Assim servimos o interesse dos portugueses. Continuamos a ser o motor da esperança dos portugueses.

2. Desfazer a Educação

Na Educação, como em tudo para este governo, o verbo é desfazer. Desfazer sem critério, sem respeito pelos estudantes, pelos professores, pelas famílias e pela comunidade educativa em geral. Menos de dois meses depois de ter tomado posse, o ministro da Educação decidiu mudar as regras da avaliação do ensino básico e secundário. Aboliu os exames dos 4º e 6º anos e decretou provas de aferição nos 2º, 5º e 8º anos de escolaridade. Fê-lo de forma inopinada, precipitada, impreparada e infundamentada. A coberto de motivações puramente ideológicas e a reboque da agenda da Fenprof e da esquerda radical. Sem necessidade e sem justificação, provocou instabilidade e gerou incerteza nas escolas, mudando regras a meio do ano letivo. O ministro semeou, por dentro, a confusão no sistema educativo e infligiu um rude golpe na credibilidade do ensino público que tanto diz defender.

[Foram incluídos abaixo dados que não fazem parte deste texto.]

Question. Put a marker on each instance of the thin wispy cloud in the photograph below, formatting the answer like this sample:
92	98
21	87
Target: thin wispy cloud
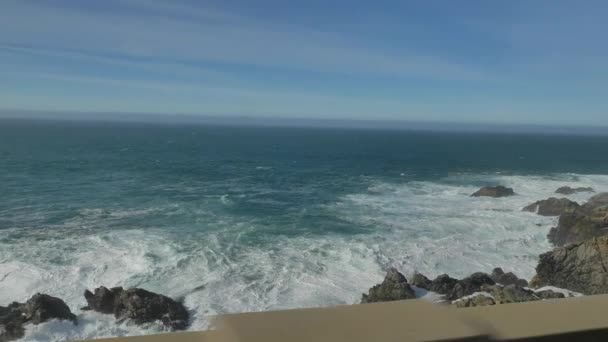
519	61
165	30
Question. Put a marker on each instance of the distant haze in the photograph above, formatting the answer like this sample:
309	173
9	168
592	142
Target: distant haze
301	122
488	62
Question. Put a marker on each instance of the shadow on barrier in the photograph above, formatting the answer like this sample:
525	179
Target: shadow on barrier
572	319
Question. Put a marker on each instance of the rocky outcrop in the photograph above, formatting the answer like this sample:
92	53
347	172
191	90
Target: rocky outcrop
509	278
138	305
510	294
494	191
579	225
394	287
38	309
566	190
475	300
599	201
453	288
552	206
580	267
549	294
419	280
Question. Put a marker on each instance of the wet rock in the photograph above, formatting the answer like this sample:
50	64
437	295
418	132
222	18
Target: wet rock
453	288
552	206
580	267
580	225
475	300
38	309
566	190
138	305
598	201
549	294
443	284
494	191
510	294
419	280
394	287
469	285
509	278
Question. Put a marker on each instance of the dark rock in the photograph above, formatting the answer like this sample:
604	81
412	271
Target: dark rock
494	191
104	300
419	280
549	294
510	294
41	308
138	305
599	201
552	206
469	285
478	300
500	277
394	287
579	267
443	284
579	225
566	190
38	309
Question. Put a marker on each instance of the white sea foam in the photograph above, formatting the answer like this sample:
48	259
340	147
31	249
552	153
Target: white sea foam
431	227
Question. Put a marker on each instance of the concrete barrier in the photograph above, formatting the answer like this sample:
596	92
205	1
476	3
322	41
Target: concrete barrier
572	319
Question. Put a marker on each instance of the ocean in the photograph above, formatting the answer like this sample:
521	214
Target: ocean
237	219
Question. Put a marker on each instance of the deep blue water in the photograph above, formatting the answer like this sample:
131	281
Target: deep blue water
250	218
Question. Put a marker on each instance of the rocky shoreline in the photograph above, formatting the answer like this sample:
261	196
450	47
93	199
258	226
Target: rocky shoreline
578	264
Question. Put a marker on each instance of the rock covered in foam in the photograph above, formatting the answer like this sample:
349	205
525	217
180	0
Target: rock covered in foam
566	190
494	191
138	305
510	294
453	288
580	267
579	225
509	278
394	287
552	206
476	299
38	309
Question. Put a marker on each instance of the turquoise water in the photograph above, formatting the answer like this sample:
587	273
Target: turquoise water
247	219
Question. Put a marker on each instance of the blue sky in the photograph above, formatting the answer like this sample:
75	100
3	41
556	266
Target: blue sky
531	62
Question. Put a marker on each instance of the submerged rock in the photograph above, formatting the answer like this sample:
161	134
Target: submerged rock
510	294
475	300
443	284
38	309
580	267
579	225
552	206
596	202
419	280
453	288
566	190
549	294
494	191
394	287
138	305
509	278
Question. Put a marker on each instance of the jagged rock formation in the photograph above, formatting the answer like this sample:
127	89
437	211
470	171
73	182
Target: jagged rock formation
38	309
494	191
580	267
552	206
509	278
566	190
138	305
453	288
394	287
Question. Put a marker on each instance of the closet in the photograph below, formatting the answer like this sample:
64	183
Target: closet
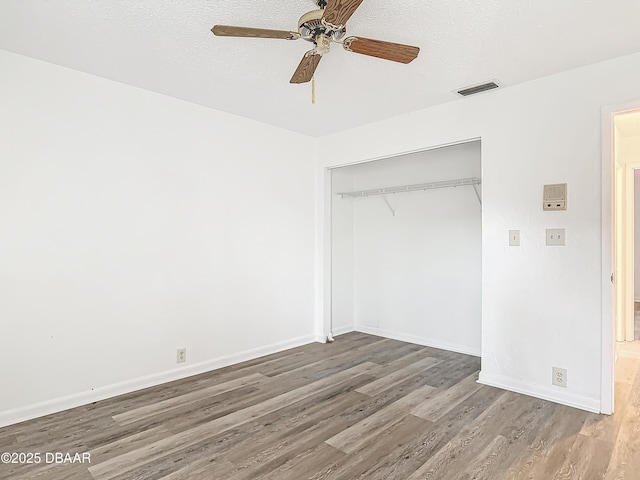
406	247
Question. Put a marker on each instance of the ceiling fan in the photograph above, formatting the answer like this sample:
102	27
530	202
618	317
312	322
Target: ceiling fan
322	27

Como em tudo para este governo, também na Educação a mensagem é o facilitismo e o laxismo. O sistema educativo melhora-se com exigência e rigor universais, com garantia de acesso e igualdade de oportunidades para todos, e nunca com um nivelamento por baixo, tão ao gosto do discurso igualitarista das esquerdas, ou com um obsoleto caderno de encargos sindical.

Mas agora, confrontado com a sua própria precipitação, o ministro da Educação foi forçado a recuar nas suas decisões de janeiro. As provas de aferição não serão, afinal, de “aplicação universal e obrigatória” este ano letivo. Só para o próximo, se tudo correr bem. E os exames do 4º e 6º anos que eram obrigatórios no início do ano letivo e que foram abolidos em janeiro, podem afinal ser realizados este ano, mas com “carácter diagnóstico”. Confusos? Quem não estará… O grande problema é que quem fica a perder com toda esta irresponsabilidade são os estudantes e a escola pública. Que é o mesmo que dizer que perdemos todos.

3. Contra a distância

Uma palavra final para saudar a criação do blog “Aqui entre nós”, uma nova (plata)forma de comunicação da JSD Distrital de Castelo Branco que dá agora os primeiros passos. As barreiras da distância também se quebram assim. Seja a distância da interioridade imposta pela geografia, seja a distância que nos últimos tempos se tem interposto entre os jovens, os seus representantes políticos e a coisa pública.

Essenciais a uma vivência cívica e democrática, os espaços e os fóruns de debate como este nunca são demais. E será sempre infinitamente melhor correr o risco de serem demais do que serem de menos. Democracia e liberdade é também mais informação, mais opinião, mais discussão, mais confronto de ideias.

Um enorme bem-haja para JSD Distrital de Castelo Branco pelo lançamento e dinamização deste blog e para todos quantos – jovens e menos jovens – o enriquecerem com os seus contributos e pontos de vista!